Dec 18 10:04:45 dragon logger: TCPWRAP: SERVICE=sshd@::ffff:192.168.0.1,TYPE=ALL_DENY,HOST_ADDRESS=::ffff:195.145.94.75,HOST_INFO=::ffff:195.145.94.75,HOST_NAME=unknown,USER_NAME=unknown,OTHERINFO=
This is the output of a tcpwrapper script I have, I am trying to write a script to parse this and tell me how many times host_address X has been denied access (among many other things). I have it working for the firewall rules just fine, but I am missing something somewhere to catch the string above. Below are the regex expressions I have tried:
------------------
initial regex to find the line and pass it back to the routine to sort all this out. This line works, I believe (least I can get it to print all the entries back to me I am looking for.

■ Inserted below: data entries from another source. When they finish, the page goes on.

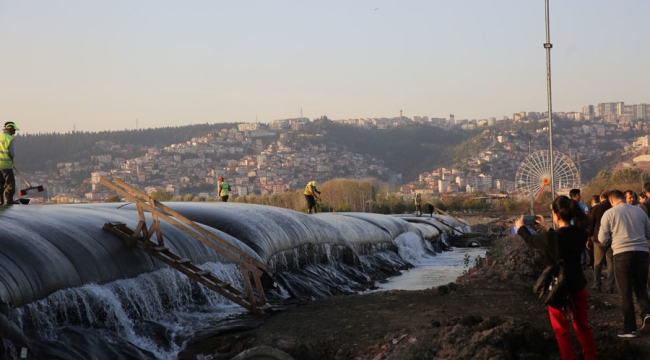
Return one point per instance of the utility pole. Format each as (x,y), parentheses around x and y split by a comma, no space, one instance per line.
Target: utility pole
(548,46)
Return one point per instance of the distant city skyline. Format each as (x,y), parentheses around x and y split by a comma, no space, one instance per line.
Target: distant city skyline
(100,66)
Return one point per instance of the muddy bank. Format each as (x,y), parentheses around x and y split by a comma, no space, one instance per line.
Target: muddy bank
(490,313)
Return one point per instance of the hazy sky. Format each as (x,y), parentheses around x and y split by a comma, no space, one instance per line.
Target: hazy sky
(100,65)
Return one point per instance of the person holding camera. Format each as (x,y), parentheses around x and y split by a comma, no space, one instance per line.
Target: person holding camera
(602,251)
(570,237)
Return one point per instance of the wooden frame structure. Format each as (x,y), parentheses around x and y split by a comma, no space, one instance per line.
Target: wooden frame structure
(141,237)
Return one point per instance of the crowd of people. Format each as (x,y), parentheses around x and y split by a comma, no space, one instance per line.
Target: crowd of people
(613,232)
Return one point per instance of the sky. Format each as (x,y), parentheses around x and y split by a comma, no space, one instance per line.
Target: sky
(113,65)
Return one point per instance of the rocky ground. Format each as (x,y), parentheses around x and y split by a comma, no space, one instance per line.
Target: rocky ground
(490,313)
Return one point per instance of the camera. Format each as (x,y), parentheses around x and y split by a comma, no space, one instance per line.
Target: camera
(530,220)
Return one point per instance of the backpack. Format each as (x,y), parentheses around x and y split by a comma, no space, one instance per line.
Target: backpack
(550,287)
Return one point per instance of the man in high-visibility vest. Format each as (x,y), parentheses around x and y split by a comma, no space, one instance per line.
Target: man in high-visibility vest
(310,196)
(223,189)
(7,179)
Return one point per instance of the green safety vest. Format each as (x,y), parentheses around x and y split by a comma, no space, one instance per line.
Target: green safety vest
(308,188)
(224,189)
(5,160)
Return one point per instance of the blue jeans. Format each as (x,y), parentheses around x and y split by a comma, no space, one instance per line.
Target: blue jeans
(631,270)
(7,186)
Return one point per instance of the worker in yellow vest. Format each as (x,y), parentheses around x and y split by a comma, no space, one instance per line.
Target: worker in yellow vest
(7,179)
(310,196)
(223,189)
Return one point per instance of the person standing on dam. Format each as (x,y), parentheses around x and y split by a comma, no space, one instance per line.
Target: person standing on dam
(418,204)
(223,189)
(310,196)
(7,178)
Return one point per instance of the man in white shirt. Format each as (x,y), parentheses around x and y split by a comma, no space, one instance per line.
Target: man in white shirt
(627,228)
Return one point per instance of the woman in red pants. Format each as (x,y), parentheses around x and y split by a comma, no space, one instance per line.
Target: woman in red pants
(571,238)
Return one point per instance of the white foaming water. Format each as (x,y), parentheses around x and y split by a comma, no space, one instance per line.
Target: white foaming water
(410,247)
(165,299)
(432,271)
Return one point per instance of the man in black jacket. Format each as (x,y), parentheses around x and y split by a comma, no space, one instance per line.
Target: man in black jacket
(601,251)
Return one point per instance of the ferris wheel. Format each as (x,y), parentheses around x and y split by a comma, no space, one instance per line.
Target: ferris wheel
(534,174)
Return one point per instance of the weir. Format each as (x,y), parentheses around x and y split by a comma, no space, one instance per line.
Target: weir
(76,287)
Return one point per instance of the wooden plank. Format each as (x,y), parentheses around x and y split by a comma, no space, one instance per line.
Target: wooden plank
(185,229)
(247,263)
(180,219)
(260,289)
(249,289)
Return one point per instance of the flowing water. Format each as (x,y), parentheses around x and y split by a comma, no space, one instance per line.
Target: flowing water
(435,271)
(154,314)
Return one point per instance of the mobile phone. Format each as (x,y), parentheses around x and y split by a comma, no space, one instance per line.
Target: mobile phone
(513,230)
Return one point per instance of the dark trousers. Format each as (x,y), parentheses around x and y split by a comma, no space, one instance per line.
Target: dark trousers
(601,252)
(631,269)
(311,203)
(8,186)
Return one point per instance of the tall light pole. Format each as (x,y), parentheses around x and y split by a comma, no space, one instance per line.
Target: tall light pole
(548,47)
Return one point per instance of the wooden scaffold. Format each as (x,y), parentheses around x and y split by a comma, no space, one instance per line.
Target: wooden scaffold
(141,237)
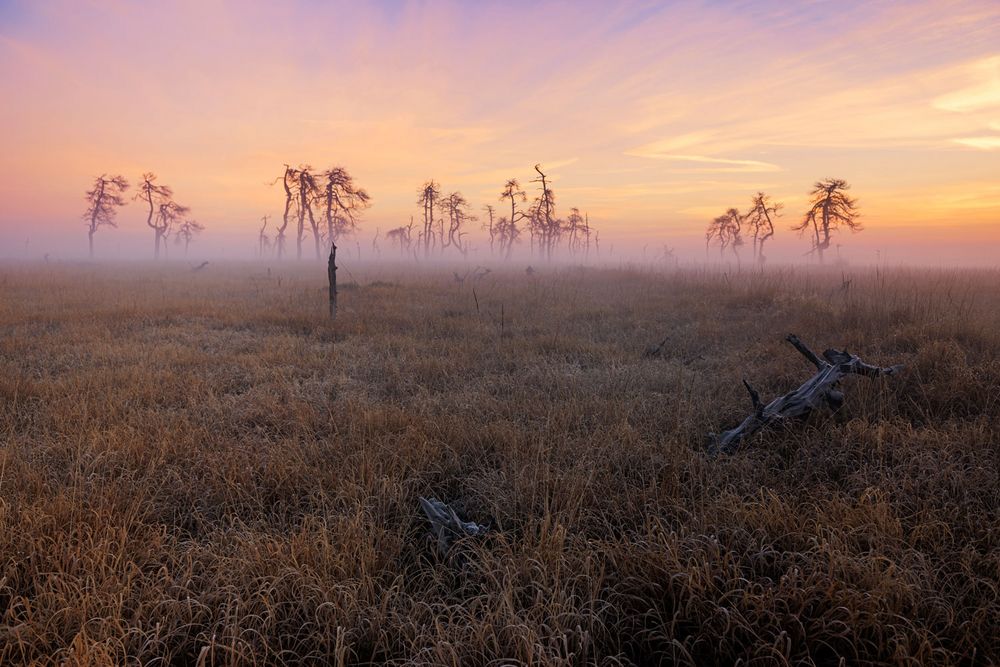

-----------------------------------------------------------------------------
rc('logger\S*\sTCPWRAP') : self.twist_failure
----------------------------------------------------------------------------
Here is where I seem to run into trouble, none of the regex strings I have used seem to catch and sort out the strings.
----------------------------------------------------------------------------
self.twist_fail_re = rc('SERVICE=\S*\sHOST_ADDRESS=\S*\sHOST_INFO=\S*\sHOST_NAME=\S*\sUSER_NAME=\S*\s')
------------------------------------------------------------------
rc is set as rc = re.compile at the early part of my script. I have tried every combination I can think of for the _expression_ above, below are the couple I still have written down.
self.twist_fail_re = rc('SERVICE=(\.)\.TYPE=(\.)\.HOST_ADDRESS=(\.)\.HOST_INFO=(\.)\.USER_NAME=(\.)')
self.twist_fail_re = rc('SERVICE=(\S*)\S*TYPE=(\S*)\S*HOST_ADDRESS=(\S*)\S*HOST_INFO=(\S*)\S*USER_NAME=(\S*)')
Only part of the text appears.